We have a 15 month old and one thing that never fails to amaze me, as it has with our previous children, is how frequently people are surprised that our baby has a personality, senses of humor, and the ability to engage and play with people. Our baby K- runs around playing hide and seek, mimics behaviors with a mischievous twinkle in her eye, and has facial gestures that make it darn clear that she’s teasing you and knows well when she’s doing something she’s not supposed to be doing.
She’s not alone. In fact, just about every baby I’ve ever encountered seems to have lots of personality and a desire to engage and play with the people around them. So why are people — even other parents — surprised?
My thinking on this is that first off, lots of people seem to believe that until children can talk that they don’t have any sort of identity, so how can a baby, a 10 month old, say, possibly interact with the people around them?
Certainly, the quality of your relationship with your child changes (and, yes, improves, in my opinion) as they learn how to communicate more effectively. There’s a certain parental joy in having them say “tummy hurts” rather than you forced to play the perpetual guessing game of “what’s the matter, baby?”
I think that what’s going on here is more subtle, though. It’s more akin to why people who see someone with a disability assume that they’re stupid too (no kidding. Ask the next person you see who is wheelchair bound how often people assume they’re a blithering idiot too. You’ll be surprised), it’s a sort of “ability-ism”, a subtle discrimination or prejudice against people with different abilities. Without really thinking it through, lots of parents just think “can’t talk = can’t interact” and “crying baby = no personality yet”.
From the moment they’re born, however, we’ve talked with our babies as if they did understand us, in full and coherent sentences. They’re simple sentences, but I’d always rather hear a parent say “do you need a nap, sweetheart?” to “nap-nap, baby?” or some quasi-meaningless baby talk. Blech. I bet that baby talk drivel gives babies the heebie-jeebies too!

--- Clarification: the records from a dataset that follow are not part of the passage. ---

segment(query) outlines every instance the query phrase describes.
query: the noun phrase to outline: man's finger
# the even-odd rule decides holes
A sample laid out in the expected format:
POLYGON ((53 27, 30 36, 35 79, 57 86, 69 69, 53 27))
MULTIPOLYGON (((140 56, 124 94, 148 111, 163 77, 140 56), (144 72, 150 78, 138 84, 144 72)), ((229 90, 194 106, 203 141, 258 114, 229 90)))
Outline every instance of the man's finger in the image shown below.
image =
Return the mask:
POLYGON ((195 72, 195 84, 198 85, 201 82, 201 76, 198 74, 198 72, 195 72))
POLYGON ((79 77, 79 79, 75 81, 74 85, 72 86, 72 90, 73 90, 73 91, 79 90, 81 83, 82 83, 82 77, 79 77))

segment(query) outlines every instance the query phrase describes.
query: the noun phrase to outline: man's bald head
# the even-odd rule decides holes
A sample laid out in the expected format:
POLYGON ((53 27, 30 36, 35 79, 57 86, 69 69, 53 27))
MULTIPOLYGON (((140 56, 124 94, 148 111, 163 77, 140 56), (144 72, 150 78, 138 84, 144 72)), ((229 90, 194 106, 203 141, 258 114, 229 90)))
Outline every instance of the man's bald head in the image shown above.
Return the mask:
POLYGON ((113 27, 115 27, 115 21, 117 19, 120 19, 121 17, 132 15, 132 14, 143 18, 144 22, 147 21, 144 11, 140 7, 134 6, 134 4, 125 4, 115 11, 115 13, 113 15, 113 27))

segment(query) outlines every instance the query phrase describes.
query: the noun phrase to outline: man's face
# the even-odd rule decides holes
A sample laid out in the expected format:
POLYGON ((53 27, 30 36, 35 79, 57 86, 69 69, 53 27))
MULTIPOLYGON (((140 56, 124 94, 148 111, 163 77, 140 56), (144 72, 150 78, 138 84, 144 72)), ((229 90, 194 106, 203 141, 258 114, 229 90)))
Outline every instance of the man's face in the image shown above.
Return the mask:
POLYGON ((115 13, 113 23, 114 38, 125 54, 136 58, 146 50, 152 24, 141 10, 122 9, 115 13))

One of the really cool benefits of speaking coherently to your babies that we’ve found is that they learn to understand regular English a lot faster. Our fifteen-month-old now unquestionably understands hundreds, if not thousands of different sentences. She’s fully a part of our family, dynamic, highly (highly!) interactive, and great fun.
And our older kids are exceptional in their ability to understand others, their ability to express themselves, and their ability to play comfortably with older children, all of which are great life skills.
So let me end this by asking a question: if you’re reading this blog, you’re already a smart parent (by definition, right?! 🙂 so how often do you encounter people who are surprised by how engaging your youngsters are, how amazed they are that your baby has … a personality?